A może to jednak gry zmuszają mnie do wyboru takich klas? Wszak postać kupca jak i w przypadku EVE górnika gwarantuje stosunkowo szybki zarobek, a co za tym idzie rozwój postaci. Więcej pieniędzy – większe możliwości. Lepszy, bardziej pojemny statek, lepsze uzbrojenie, mocniejsze silniki – wszystkie te elementy gwarantują przetrwanie i jeszcze szybszy rozwój. I choć łowcy głów, piraci i cała reszta wydają się niezwykle atrakcyjni składam ich w ofierze na ołtarzu optymalizacji rozgrywki. Czyżby kolejny syndrom braku czasu? Stygmat dorosłego gracza? A może ja po prostu gdzieś w głębi duszy, wbrew temu co o sobie myślę jestem właśnie takim spokojnym kupcem? Gry zwierciadłem duszy? Kto wie…
Co decyduje o naszych wyborach w grze? Czy klasy, które wybieramy są odbiciem naszych naturalnych charakterów czy może wręcz przeciwnie? Odgrywamy rolę czy odgrywamy siebie? Jakie pobudki kierują Wami drodzy czytelnicy kiedy dochodzi do momentu wyboru klasy w grach tego typu? Zysk czy przygoda – który z tych dwóch czynników jest dla was ważniejszy?

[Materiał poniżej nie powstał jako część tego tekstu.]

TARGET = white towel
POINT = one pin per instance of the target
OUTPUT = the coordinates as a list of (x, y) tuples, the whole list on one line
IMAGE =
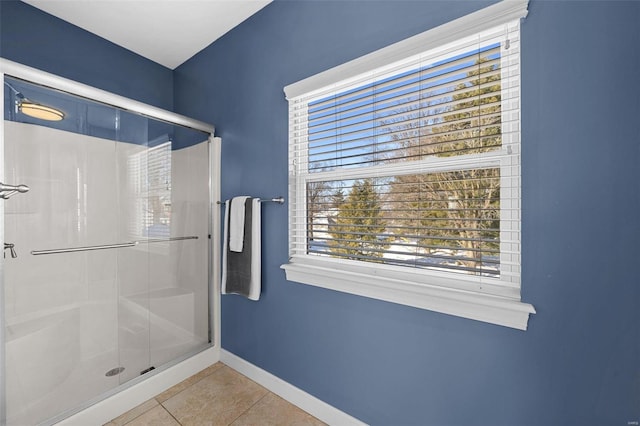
[(241, 271), (236, 223)]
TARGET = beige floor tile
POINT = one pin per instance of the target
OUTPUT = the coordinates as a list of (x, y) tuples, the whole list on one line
[(157, 416), (133, 413), (275, 411), (174, 390), (218, 399)]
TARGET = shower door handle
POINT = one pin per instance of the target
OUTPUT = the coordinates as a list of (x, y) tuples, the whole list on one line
[(6, 191)]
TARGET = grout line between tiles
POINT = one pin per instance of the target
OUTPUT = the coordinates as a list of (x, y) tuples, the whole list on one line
[(249, 409), (172, 416)]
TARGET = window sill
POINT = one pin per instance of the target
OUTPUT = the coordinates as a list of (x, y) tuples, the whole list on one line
[(493, 309)]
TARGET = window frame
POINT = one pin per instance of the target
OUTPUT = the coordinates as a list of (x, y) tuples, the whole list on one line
[(479, 298)]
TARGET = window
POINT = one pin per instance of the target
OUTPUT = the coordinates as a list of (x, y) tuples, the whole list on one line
[(405, 176)]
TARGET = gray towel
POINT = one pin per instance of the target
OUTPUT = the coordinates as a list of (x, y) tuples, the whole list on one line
[(241, 270)]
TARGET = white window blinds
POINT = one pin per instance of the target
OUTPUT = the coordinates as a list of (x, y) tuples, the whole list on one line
[(415, 164), (404, 171)]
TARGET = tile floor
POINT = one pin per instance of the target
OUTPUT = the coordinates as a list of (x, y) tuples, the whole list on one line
[(218, 395)]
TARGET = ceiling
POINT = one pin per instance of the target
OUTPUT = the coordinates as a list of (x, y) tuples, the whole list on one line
[(165, 31)]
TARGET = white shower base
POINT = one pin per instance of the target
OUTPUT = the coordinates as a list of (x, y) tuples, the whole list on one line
[(51, 367)]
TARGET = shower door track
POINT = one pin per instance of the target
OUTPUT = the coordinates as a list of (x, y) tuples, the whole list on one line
[(112, 246)]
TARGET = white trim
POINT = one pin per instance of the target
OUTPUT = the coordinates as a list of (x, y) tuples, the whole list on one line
[(110, 408), (309, 403), (497, 14), (37, 76), (504, 311)]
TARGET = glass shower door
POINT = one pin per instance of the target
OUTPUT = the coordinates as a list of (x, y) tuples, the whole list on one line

Powiedz mi w co grasz. . . powiem ci kim jesteś?Z pewnością wybór gier, w które gramy i to, jak się w nich zachowujemy coś mówi o nas. W końcu to taki sam wybór, jak inne. Ale myślę, że proste przełożenie: kupiec w grach — kupiec w głębi duszy, jest nadużyciem. Jeśli ulubionym dla kogoś miejscem wakacji byłaby Afryka, to nie oznacza to przecież, że musi być ciemnoskóry. . . I wiem co mówię, bo lubię Afrykę. Lubię być złodziejem w grach, a ostatnia moja kradzież to dwuzłotówka, której nie oddałem mamie pacholęciem będąc. I pomimo, że nie mam problemów z tożsamością seksualną, jeśli jest wybór, zawsze gram jako dziewczę. . . A może jest jakowyś psycholog, psychoanalityk czy psychiatra wśród nas i dokona diagnozy?

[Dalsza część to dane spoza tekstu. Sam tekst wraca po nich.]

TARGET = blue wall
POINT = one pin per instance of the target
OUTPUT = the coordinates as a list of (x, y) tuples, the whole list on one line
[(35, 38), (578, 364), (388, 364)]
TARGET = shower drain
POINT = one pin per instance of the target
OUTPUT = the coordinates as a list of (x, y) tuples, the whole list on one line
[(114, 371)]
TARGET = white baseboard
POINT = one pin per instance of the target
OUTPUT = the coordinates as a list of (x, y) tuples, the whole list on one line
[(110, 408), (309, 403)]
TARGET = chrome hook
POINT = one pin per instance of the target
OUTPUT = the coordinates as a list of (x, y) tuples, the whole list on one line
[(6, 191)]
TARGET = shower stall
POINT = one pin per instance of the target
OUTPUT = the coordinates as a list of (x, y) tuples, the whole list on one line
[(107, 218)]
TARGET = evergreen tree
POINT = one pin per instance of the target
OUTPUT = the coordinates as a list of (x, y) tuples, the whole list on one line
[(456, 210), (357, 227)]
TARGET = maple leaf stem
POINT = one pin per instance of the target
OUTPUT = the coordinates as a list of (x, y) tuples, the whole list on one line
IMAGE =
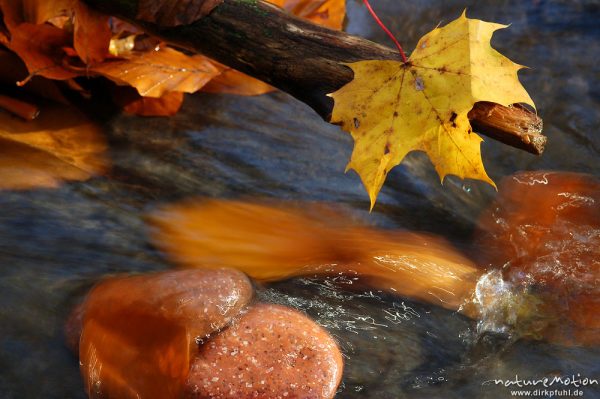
[(385, 29)]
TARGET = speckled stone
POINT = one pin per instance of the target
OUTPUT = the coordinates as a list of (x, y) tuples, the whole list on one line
[(270, 352), (139, 332)]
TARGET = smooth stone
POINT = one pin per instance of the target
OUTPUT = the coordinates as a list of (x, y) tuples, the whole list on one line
[(270, 352), (139, 332)]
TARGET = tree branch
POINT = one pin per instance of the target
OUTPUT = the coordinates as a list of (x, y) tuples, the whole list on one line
[(306, 60)]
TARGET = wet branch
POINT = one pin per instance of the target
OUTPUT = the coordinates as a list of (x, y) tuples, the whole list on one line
[(306, 60)]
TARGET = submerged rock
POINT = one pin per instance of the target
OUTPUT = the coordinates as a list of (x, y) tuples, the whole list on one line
[(271, 352), (544, 231), (139, 332)]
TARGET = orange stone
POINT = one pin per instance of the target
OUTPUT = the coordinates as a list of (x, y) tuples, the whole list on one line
[(544, 230), (139, 332), (270, 352)]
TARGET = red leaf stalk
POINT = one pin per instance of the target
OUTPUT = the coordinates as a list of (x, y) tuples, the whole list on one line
[(385, 29)]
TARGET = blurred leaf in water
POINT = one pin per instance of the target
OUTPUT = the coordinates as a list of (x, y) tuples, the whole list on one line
[(278, 241), (61, 144)]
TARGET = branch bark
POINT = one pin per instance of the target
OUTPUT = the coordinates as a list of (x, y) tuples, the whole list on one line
[(306, 60)]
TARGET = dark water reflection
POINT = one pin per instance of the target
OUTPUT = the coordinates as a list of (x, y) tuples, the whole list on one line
[(54, 244)]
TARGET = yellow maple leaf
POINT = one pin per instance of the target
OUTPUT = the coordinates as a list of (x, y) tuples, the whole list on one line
[(392, 108)]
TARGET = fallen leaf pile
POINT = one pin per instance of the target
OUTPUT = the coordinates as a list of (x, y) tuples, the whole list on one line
[(66, 39), (392, 108), (47, 46)]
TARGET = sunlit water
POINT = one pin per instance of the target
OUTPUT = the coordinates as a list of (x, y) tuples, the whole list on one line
[(54, 244)]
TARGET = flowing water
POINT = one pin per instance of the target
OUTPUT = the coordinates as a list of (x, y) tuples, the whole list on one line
[(54, 244)]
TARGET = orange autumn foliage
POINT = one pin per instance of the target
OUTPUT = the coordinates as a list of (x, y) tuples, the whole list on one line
[(61, 144), (64, 39)]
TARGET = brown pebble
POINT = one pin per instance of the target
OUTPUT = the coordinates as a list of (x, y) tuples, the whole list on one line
[(139, 332), (544, 231), (270, 352)]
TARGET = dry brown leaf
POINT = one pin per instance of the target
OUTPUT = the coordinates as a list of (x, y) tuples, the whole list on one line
[(41, 47), (13, 70), (155, 73), (40, 11), (329, 13), (92, 34), (174, 12), (132, 103), (61, 144), (278, 242), (232, 81)]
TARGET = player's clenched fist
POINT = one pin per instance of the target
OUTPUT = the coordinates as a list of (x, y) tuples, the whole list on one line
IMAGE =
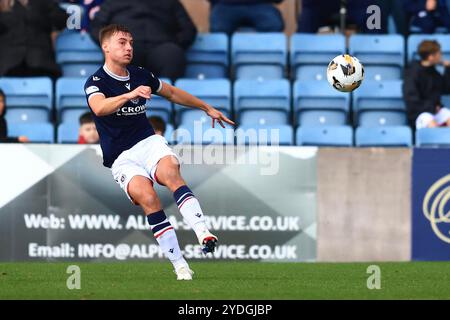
[(140, 92)]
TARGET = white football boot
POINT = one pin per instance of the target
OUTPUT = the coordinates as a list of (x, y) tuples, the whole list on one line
[(184, 273), (208, 241)]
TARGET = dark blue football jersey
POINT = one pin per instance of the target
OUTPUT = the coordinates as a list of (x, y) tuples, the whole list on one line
[(123, 129)]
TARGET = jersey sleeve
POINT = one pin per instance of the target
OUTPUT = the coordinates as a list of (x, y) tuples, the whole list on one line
[(153, 82), (94, 86)]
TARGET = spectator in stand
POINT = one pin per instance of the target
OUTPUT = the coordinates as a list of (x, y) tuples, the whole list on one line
[(427, 15), (423, 87), (25, 33), (323, 16), (90, 9), (158, 124), (87, 133), (230, 15), (162, 31), (3, 125)]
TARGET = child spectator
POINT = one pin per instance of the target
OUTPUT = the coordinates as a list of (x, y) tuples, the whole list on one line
[(87, 134), (423, 87)]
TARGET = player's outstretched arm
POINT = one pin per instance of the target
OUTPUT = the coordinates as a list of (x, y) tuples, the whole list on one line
[(181, 97), (102, 106)]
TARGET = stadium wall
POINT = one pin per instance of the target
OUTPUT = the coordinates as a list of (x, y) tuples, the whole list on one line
[(364, 204), (297, 204)]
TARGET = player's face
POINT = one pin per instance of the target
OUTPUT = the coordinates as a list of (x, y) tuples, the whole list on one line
[(119, 48), (89, 132)]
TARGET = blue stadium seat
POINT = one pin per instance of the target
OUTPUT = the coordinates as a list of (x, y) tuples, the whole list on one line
[(159, 106), (27, 115), (28, 99), (310, 54), (337, 136), (169, 133), (396, 136), (70, 99), (379, 103), (312, 73), (382, 118), (78, 54), (28, 92), (415, 39), (216, 92), (319, 96), (262, 102), (36, 132), (433, 137), (68, 132), (208, 56), (202, 134), (259, 55), (265, 135), (382, 55), (446, 100), (322, 118)]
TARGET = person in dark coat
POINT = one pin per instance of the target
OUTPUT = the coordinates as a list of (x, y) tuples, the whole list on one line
[(317, 14), (229, 15), (428, 15), (162, 32), (4, 126), (423, 87), (25, 34)]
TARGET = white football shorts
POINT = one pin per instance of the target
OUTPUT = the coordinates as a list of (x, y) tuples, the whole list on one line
[(424, 119), (141, 160)]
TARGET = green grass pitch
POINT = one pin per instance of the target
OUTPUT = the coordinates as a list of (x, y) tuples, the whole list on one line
[(226, 280)]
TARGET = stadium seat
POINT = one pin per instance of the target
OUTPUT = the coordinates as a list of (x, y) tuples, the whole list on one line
[(259, 55), (202, 134), (68, 132), (28, 99), (433, 137), (262, 102), (169, 133), (322, 118), (379, 103), (415, 39), (310, 54), (159, 106), (216, 92), (265, 135), (36, 132), (337, 136), (208, 57), (382, 55), (70, 99), (27, 115), (78, 54), (384, 136), (446, 100), (317, 100)]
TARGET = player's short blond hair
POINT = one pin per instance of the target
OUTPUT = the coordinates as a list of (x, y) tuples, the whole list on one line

Co do grania „pikną panienką” w grach to się zgodzę, wole sobie popatrzeć na ładne krągłości bohaterki niż na kolejnego z rzędu napakowanego kolesia. Dylemat przychodzi gdy gram w RPG, tam „jeno” trzeba się przecież wcielać w swojego bohatera :PPrzeczytałem poprzedni felieton (Magia pustki) i wychodzi ze bardzo dużo ludzi lubi grac w space sim, pytanie brzmi czemu tych gier jest tak mało, bo po za seria X i Freelancerem , Freespace’ami, Spaceforce to nic wartego uwagi niema, FPSow jest bezliku prawie co tydzień premiera nowego, strategi tez jest dość, RPG tez już zapchane, czemu tak mało dobrych space sim wychodzi, bo wychodzą ale jak już to jakieś Darkstare One i inne tego typu kwiatki :/ Skoro tyle osób lubi takie gry, to czemu jakieś EA czy UBI nie zrobi jakieś prawdziwie epickiej produkcji, z ich budżetem myślę ze można by coś ciekawego zrobić, a skoro „tyle” ludzi chce w to grać to by na pewno zarobili na tym. . .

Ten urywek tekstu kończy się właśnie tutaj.